In this year alone, Bakare lamented, “Billions of Naira have been paid to AMCON by banks, yet there continue to exist toxic loans.

“And to a large extent, some banks have lost their licences due to toxic loans which have affected their going concerns. So, of what relevance is AMCON to the finan­cial institutions,” she queried.

She agrees that AMCON has not been transparent in its deal­ings and its account not rendered, imploring “relevant government agencies to prevail on the organ­isation to render its account and justify how money contributed by various financial institutions have been utilized and what has happened to most loans”.

“For us as shareholders, AM­CON has lost its usefulness and should close shop,” she stressed.

There are those who believe that the corporation’s loan re­covery drive has since stagnated despite several media trials of delinquent obligors.

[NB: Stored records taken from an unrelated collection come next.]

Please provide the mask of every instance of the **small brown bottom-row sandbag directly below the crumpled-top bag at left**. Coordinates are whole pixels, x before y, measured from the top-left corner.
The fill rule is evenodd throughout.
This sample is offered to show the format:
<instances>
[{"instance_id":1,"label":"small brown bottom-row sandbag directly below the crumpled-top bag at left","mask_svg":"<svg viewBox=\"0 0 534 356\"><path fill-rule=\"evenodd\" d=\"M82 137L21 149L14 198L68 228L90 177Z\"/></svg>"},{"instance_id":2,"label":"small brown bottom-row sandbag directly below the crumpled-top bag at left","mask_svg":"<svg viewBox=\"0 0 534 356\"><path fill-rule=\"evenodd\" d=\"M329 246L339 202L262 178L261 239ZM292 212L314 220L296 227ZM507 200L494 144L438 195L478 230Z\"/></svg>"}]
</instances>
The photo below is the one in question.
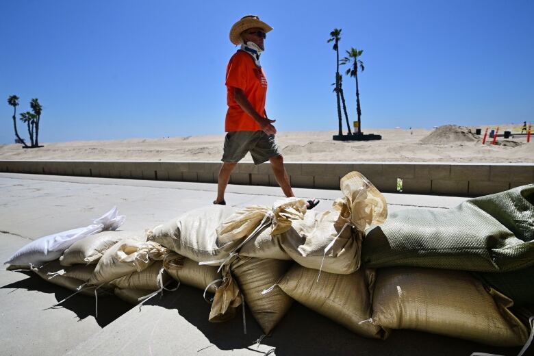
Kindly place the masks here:
<instances>
[{"instance_id":1,"label":"small brown bottom-row sandbag directly below the crumpled-top bag at left","mask_svg":"<svg viewBox=\"0 0 534 356\"><path fill-rule=\"evenodd\" d=\"M110 284L120 289L158 290L170 280L168 273L162 269L163 261L155 261L141 272L131 272L114 279Z\"/></svg>"}]
</instances>

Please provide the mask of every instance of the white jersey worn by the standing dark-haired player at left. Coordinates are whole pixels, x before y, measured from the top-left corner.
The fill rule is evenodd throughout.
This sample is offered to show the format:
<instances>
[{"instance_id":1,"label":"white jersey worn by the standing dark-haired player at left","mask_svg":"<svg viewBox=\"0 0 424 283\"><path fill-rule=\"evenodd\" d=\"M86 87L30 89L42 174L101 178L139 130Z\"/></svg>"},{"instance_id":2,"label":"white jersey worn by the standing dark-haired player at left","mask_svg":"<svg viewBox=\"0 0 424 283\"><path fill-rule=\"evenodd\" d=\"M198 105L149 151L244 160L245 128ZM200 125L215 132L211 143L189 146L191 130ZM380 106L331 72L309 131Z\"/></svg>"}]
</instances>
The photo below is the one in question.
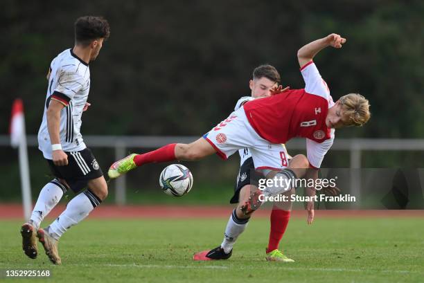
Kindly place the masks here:
<instances>
[{"instance_id":1,"label":"white jersey worn by the standing dark-haired player at left","mask_svg":"<svg viewBox=\"0 0 424 283\"><path fill-rule=\"evenodd\" d=\"M87 63L72 49L60 53L50 65L50 77L44 103L42 125L38 131L38 148L44 158L52 159L51 141L47 128L46 111L51 100L64 104L60 112L60 144L64 152L79 152L86 148L80 128L82 109L90 89L90 70Z\"/></svg>"}]
</instances>

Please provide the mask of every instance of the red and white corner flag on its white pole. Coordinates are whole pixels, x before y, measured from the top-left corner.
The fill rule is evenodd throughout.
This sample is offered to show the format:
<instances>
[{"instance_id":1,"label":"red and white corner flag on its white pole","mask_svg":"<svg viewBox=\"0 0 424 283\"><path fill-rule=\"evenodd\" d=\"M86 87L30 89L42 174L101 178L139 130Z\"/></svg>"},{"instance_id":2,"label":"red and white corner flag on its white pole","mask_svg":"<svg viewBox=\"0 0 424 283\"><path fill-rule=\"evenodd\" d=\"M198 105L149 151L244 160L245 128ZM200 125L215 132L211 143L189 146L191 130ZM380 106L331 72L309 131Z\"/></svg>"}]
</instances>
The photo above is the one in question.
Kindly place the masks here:
<instances>
[{"instance_id":1,"label":"red and white corner flag on its white pole","mask_svg":"<svg viewBox=\"0 0 424 283\"><path fill-rule=\"evenodd\" d=\"M12 106L12 118L10 119L10 145L19 147L19 172L21 174L22 204L24 217L29 219L31 213L31 187L28 165L28 152L26 151L26 133L24 118L24 103L16 99Z\"/></svg>"}]
</instances>

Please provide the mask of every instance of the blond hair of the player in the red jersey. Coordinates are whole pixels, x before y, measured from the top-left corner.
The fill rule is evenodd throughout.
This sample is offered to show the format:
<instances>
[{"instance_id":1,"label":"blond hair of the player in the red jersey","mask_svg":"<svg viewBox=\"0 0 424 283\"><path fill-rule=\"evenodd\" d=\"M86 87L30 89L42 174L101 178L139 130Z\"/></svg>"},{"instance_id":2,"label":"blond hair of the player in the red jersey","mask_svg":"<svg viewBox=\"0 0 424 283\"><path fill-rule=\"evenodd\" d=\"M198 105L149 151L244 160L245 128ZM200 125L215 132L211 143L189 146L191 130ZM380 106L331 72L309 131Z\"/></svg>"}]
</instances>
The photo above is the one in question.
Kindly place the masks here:
<instances>
[{"instance_id":1,"label":"blond hair of the player in the red jersey","mask_svg":"<svg viewBox=\"0 0 424 283\"><path fill-rule=\"evenodd\" d=\"M362 127L371 117L369 101L359 93L349 93L339 98L346 126Z\"/></svg>"}]
</instances>

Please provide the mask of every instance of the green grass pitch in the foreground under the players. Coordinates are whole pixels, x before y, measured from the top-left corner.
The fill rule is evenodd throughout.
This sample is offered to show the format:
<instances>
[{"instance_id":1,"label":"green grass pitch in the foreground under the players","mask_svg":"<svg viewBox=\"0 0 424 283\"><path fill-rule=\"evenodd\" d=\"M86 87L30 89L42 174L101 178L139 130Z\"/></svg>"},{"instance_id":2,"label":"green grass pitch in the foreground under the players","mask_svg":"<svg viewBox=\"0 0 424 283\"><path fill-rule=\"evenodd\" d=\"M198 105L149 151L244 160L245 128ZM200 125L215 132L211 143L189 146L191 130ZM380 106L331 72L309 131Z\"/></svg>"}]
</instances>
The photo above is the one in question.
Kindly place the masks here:
<instances>
[{"instance_id":1,"label":"green grass pitch in the foreground under the players","mask_svg":"<svg viewBox=\"0 0 424 283\"><path fill-rule=\"evenodd\" d=\"M88 219L62 237L53 266L41 245L37 259L22 253L20 221L0 221L0 268L51 270L39 282L423 282L423 219L305 222L290 221L282 246L296 262L283 264L265 262L268 219L252 219L220 262L192 256L220 244L227 219Z\"/></svg>"}]
</instances>

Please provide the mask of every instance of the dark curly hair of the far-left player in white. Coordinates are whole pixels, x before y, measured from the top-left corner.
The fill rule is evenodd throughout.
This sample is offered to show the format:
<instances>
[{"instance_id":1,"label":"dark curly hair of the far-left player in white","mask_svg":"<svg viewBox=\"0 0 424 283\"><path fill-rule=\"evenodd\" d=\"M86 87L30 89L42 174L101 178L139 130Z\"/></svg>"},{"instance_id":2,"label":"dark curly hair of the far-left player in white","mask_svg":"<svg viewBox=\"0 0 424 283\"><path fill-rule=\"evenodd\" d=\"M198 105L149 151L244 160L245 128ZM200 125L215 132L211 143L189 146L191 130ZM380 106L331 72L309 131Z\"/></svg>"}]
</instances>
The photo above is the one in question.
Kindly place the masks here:
<instances>
[{"instance_id":1,"label":"dark curly hair of the far-left player in white","mask_svg":"<svg viewBox=\"0 0 424 283\"><path fill-rule=\"evenodd\" d=\"M103 17L85 16L75 21L75 42L83 46L96 39L107 39L110 35L109 23Z\"/></svg>"}]
</instances>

David Adonri, an investment analyst and chief executive of Highcap Securities Limited, is unhappy that AMCON, which was established as a Special Pur­pose Vehicle (SPV) to clean up the Non-Performing Loans of banks following the devastating impact of 2008 financial crisis, “has been unable to resolve several issues over which it was set up”.

“It has obviously exceeded its period of welcome and become an embarrassment to stakehold­ers.”

He, therefore, calls for an “or­derly wind-up” which, he says, “has become inevitable”.

Continuing, Adonri says: “The disparity in financial figures between its 2022 profit reported in December 2023 and that reported in 2024 needs to be probed further to ascertain if adjustments were made after publication in 2023.

“If, as stated, that the accounts have not been audited, that will be very surprising because, as a government establishment, the Auditor General of the Federa­tion has statutory responsibility for the annual audit.”

He pointed out that there was precipitous decline in stake­holder confidence in AMCON “during President Muhammadu Buhari’s disastrous administra­tion when tribal sentiment was used to manage public affairs and accountability was sacri­ficed”.

It is however not known whether the National Assembly will have the political will to call for an audit of the agency’s books and, indeed, its collections over the years running into sev­eral billions of Naira, given the established romance between committees of both chambers saddled with oversight function and AMCON.